Built on @huggingface/transformers + ONNX Runtime. Ships with a built-in agent system for tool-calling workflows.
- Fully local — your data never leaves the machine
- Multimodal — text, image, and audio inputs through one unified API
- 128K context — sizeable context window to work with
- Agent system — tool-calling loop with automatic retries and context management
- Streaming — async iterators for real-time output
- Thinking mode — chain-of-thought reasoning when you need it
- Hardware accelerated — GPU auto-detection (CoreML on Mac, CUDA on NVIDIA, DirectML on Windows)
npm install @kessler/gemma
# or
pnpm add @kessler/gemmaimport { Gemma } from '@kessler/gemma'
const gemma = new Gemma()
await gemma.load()
// One-shot
const answer = await gemma.complete('What is the speed of light?')
// Streaming
for await (const chunk of gemma.stream('Write a haiku about TypeScript')) {
process.stdout.write(chunk)
}
await gemma.unload()Both models support text, image, and audio inputs with a 128K token context window.
| ID | Parameters | Download | HuggingFace |
|---|---|---|---|
gemma-4-e2b |
2.3B effective | ~500 MB | onnx-community/gemma-4-E2B-it-ONNX |
gemma-4-e4b (default) |
4B effective | ~1.5 GB | onnx-community/gemma-4-E4B-it-ONNX |
Models are downloaded on first use and cached locally (~/.cache/huggingface/). You can also pass any ONNX-format HuggingFace model ID directly.
const gemma = new Gemma({ model: 'gemma-4-e4b' })The complete() and stream() methods accept either a plain string or a messages array. Multimodal content goes inline in the messages:
const response = await gemma.complete([{
role: 'user',
content: [
{ type: 'image', image: './photo.jpg' },
{ type: 'text', text: 'What do you see in this image?' },
],
}])Images can be a file path, URL, or Buffer.

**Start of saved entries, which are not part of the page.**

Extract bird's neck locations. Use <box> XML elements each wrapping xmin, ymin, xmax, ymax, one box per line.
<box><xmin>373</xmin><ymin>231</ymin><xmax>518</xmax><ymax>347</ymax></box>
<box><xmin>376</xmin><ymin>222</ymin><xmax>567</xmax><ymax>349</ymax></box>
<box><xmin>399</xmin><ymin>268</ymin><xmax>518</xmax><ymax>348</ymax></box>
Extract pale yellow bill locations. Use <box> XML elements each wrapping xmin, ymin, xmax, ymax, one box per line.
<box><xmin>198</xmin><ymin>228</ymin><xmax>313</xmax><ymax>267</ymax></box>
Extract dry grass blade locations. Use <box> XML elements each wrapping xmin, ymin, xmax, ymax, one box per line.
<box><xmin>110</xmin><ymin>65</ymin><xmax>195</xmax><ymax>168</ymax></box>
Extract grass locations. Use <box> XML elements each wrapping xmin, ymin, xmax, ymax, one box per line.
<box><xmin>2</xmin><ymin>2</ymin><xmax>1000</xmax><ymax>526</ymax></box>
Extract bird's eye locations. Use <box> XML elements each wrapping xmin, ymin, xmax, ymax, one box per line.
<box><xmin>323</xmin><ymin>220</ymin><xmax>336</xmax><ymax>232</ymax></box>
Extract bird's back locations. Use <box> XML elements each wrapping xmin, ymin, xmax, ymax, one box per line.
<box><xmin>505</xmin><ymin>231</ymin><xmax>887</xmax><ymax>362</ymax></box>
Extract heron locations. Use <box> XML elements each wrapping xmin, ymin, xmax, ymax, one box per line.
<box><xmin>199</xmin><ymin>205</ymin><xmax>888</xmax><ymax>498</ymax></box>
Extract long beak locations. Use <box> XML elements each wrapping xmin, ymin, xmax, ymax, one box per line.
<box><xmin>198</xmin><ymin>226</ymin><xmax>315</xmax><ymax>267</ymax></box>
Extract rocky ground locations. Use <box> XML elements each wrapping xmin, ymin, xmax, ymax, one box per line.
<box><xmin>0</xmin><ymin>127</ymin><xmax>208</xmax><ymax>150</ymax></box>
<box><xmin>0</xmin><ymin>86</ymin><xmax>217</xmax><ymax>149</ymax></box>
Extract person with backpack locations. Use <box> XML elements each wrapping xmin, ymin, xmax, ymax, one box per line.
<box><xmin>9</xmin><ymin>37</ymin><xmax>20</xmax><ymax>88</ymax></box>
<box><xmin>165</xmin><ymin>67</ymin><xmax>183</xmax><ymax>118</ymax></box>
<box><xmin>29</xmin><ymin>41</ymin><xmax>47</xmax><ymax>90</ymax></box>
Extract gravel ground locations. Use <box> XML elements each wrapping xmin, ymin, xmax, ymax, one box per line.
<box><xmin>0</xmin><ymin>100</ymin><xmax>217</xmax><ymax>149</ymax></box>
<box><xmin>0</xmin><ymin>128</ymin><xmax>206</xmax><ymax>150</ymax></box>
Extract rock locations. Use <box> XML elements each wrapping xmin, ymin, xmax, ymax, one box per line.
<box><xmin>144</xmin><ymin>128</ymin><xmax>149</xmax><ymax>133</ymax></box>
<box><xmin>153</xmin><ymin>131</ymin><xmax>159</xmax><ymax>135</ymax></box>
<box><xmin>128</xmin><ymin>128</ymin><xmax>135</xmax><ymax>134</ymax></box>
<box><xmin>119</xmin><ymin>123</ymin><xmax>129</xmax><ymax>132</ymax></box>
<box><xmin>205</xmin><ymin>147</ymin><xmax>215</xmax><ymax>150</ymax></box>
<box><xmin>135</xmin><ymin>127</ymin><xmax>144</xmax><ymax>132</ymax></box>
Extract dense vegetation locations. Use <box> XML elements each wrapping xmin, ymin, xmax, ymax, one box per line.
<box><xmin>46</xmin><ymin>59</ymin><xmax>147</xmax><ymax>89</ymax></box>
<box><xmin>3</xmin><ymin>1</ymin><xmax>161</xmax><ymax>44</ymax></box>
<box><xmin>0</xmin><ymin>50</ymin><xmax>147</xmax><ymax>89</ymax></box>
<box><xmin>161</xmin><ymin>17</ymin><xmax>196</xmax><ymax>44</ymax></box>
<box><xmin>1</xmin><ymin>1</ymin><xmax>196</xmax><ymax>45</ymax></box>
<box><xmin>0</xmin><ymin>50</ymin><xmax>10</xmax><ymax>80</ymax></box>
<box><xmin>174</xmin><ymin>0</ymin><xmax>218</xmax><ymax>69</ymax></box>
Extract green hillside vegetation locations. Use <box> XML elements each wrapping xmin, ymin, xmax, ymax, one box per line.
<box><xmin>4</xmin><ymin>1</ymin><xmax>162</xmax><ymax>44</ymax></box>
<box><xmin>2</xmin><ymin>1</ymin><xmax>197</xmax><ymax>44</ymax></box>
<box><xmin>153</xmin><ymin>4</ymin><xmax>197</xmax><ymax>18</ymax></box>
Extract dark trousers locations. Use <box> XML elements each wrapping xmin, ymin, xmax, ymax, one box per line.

const response = await gemma.complete([{
role: 'user',
content: [
{ type: 'audio', audio: './recording.wav' },
{ type: 'text', text: 'Transcribe this.' },
],
}])Audio can be a file path, URL, or Buffer. Max 30 seconds.
Multi-turn conversations use the standard system / user / assistant roles:
const response = await gemma.complete([
{ role: 'system', content: 'You are a concise technical writer.' },
{ role: 'user', content: 'Explain garbage collection in one paragraph.' },
])for await (const chunk of gemma.stream('Explain quantum entanglement')) {
process.stdout.write(chunk)
}Both complete() and stream() accept the same inputs — strings, message arrays, multimodal content.
Enable chain-of-thought reasoning. The model will reason internally before responding:
const response = await gemma.complete('What is 137 * 29? Show your work.', {
thinking: true,
onThinkingChunk: (t) => process.stderr.write(t),
})By default, device: 'gpu' auto-selects the best available backend:
| Platform | Backend |
|---|---|
| macOS (Apple Silicon) | CoreML / Metal |
| Linux / Windows (NVIDIA) | CUDA |
| Windows (any GPU) | DirectML |
| Fallback | CPU |
Override explicitly if needed:
const gemma = new Gemma({ device: 'cpu' })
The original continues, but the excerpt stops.